CREATE TABLE hugetable AS SELECT i AS id, '2010-01-01'::timestamp + (i*INTERVAL '1 hour') AS dt, i*3 AS num1, i*4 AS num2, i/3 AS num5, i^2 AS num6,i*3 AS num7, i*4 AS num8, i/3 AS num9, i^2 AS num10 FROM generate_series (1,30000000) i;

So the table now looks like this:

# \d hugetable
             Table "public.hugetable" 
 Column |            Type             | Modifiers 
--------+-----------------------------+-----------
 id     | integer                     | not null
 dt     | timestamp without time zone | 
 num1   | integer                     | 
 num2   | integer                     | 
 num5   | integer                     | 
 num6   | double precision            | 
 num7   | integer                     | 
 num8   | integer                     | 
 num9   | integer                     | 
 num10  | double precision            | 
Indexes:
    "hugetable_pkey" PRIMARY KEY, btree (id)
    "hugetable_dt_idx" btree (date_trunc('day'::text, dt))

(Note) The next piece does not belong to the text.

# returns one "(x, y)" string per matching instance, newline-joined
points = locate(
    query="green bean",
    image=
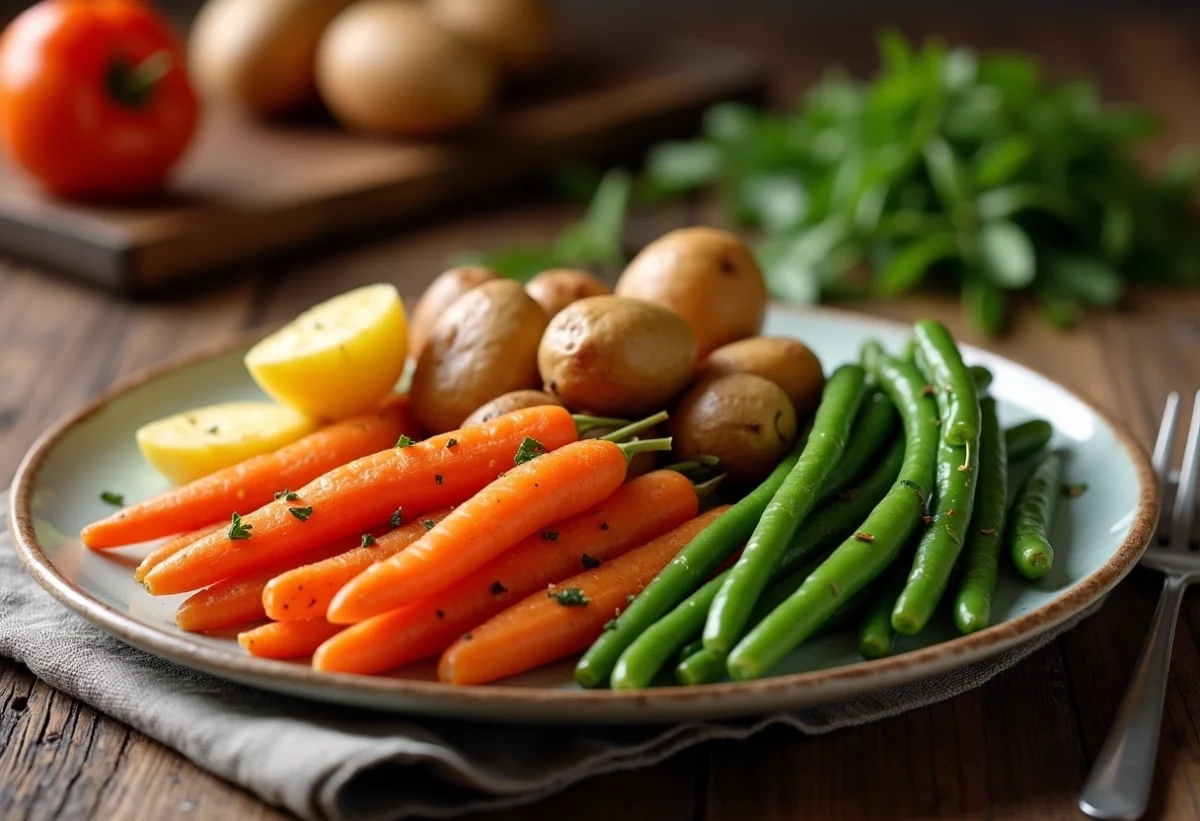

With 30 million rows this is about 3.9GB worth of data.

Then in the test solution I tested it with foundset.clear() in the onLoad, databaseManager.setCreateEmptyFormFoundsets() in onSolutionOpen and without any of these.
In the onShow I called the loadData method when I had the form loaded with an empty foundset. And a button on it that calls the same loadData method.
The slowest times I recorded where these:

*onShow Event*
getServerName       : 0
getDataSetByQuery   : 27
loadrecords         : 18
---------------------------------
*Button Event*
getServerName       : 1
getDataSetByQuery   : 2
loadrecords         : 1
---------------------------------

These tests were all done in the debug client and the slowest times were right after a restart of Servoy Developer (which makes sense).

Rob,

I see you do a ‘select * …’ and put the result in controller.loadRecords().
This function expects a dataset with just the pk columns, if you pass in more columns the remaing are ignored.
Try ‘select pk …’ instead so you have the pks and not maybe another column.

Rob

OK, Rob, using your code, I have finally got to set up a clean test. Here are the results:

getServerName : 0
getDataSetByQuery : 15
loadrecords : 217863

There is obviously something going on with loadRecords. After the records are loaded, the app becomes very sluggish. it takes foreever to display, select a menu etc. I changed the maxrecordsreturned from 100 to 30 and thegetDataSetByQuery time reduced from 15ms to 1ms, but the loadrecords time was almost identical.

Any idea what could possibly be going on? I am not even sure where to start looking.

Rob.

Hi Rob,

Now what happens when you load the SQL straight in the controller?

controller.loadRecords(yourSQL)

This should give the same resultset but will only load the first 200 like Servoy does.

Hi Rob,

Did you ever got this solved? Did the SQL in the controller.loadRecords() help out ?
Loading a dataset into a controller will load ALL records in the dataset. Using the SQL in the loadRecords() will only load the first 200 and load the rest as needed.